I once experienced firsthand the dangers of captive pricing. My start-up company needed a map widget for our web site, and we could choose either Google’s free widget or a competitor’s commercial widget. Free seemed like a good price, so we went with Google. Just as the web site started to grow in popularity, we received an email from Google telling us that, effective immediately, their map service would no longer be free, but would cost twice as much as the competing service. We had no choice but to pay the fee because the alternative would have been to shutter the web site just as it was gaining popularity.
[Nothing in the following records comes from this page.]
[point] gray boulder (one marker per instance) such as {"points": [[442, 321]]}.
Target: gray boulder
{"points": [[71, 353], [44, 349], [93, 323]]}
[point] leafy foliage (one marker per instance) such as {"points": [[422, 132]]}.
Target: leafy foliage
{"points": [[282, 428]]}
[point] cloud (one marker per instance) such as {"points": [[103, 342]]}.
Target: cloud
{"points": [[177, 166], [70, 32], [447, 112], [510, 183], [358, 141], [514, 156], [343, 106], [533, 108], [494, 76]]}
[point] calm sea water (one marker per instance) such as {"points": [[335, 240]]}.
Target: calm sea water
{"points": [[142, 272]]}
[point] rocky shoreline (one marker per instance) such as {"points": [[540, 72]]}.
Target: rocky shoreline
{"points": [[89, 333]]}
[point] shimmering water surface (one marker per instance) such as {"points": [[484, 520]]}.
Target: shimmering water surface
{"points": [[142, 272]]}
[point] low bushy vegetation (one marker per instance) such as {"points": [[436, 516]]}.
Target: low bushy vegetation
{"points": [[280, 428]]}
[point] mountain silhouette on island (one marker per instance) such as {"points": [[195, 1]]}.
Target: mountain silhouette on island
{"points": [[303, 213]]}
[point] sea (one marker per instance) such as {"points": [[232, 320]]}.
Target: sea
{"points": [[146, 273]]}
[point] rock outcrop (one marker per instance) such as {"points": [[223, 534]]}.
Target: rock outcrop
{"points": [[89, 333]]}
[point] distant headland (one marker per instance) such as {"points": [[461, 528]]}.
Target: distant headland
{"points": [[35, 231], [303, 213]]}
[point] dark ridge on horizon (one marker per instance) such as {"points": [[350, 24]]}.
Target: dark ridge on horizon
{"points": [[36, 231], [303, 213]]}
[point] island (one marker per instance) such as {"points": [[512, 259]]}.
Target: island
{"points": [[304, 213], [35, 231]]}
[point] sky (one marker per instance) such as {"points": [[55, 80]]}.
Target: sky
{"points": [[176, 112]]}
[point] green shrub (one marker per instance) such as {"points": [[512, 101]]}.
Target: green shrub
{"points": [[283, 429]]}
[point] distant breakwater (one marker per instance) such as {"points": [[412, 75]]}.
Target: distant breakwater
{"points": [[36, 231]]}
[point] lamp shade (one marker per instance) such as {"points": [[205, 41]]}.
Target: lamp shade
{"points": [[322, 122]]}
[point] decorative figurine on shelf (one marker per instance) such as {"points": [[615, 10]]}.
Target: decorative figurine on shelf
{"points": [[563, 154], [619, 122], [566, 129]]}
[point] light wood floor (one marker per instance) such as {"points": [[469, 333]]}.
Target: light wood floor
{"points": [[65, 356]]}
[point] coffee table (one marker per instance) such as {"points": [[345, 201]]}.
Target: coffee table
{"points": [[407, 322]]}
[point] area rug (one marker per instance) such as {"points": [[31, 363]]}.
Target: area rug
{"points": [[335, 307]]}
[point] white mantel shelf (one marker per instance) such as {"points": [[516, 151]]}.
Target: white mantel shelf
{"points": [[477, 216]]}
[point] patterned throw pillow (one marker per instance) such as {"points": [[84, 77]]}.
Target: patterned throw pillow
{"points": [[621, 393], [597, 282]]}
I’ve never forgotten that feeling of having been taken in by attractive pricing, then discovering I had no choice but to pay a much higher price. So, when analyzing a customer’s problem, I always try to find a reasonable Open Source alternative to Amazon Redshift. Sometimes, when there is no good alternative, e.g., when the use case demands near-real time analytics, I recommend Redshift, because it is a fine product with a fine price. But, I also tell the customer that there are no guarantees that the pricing terms will remain so attractive down the road.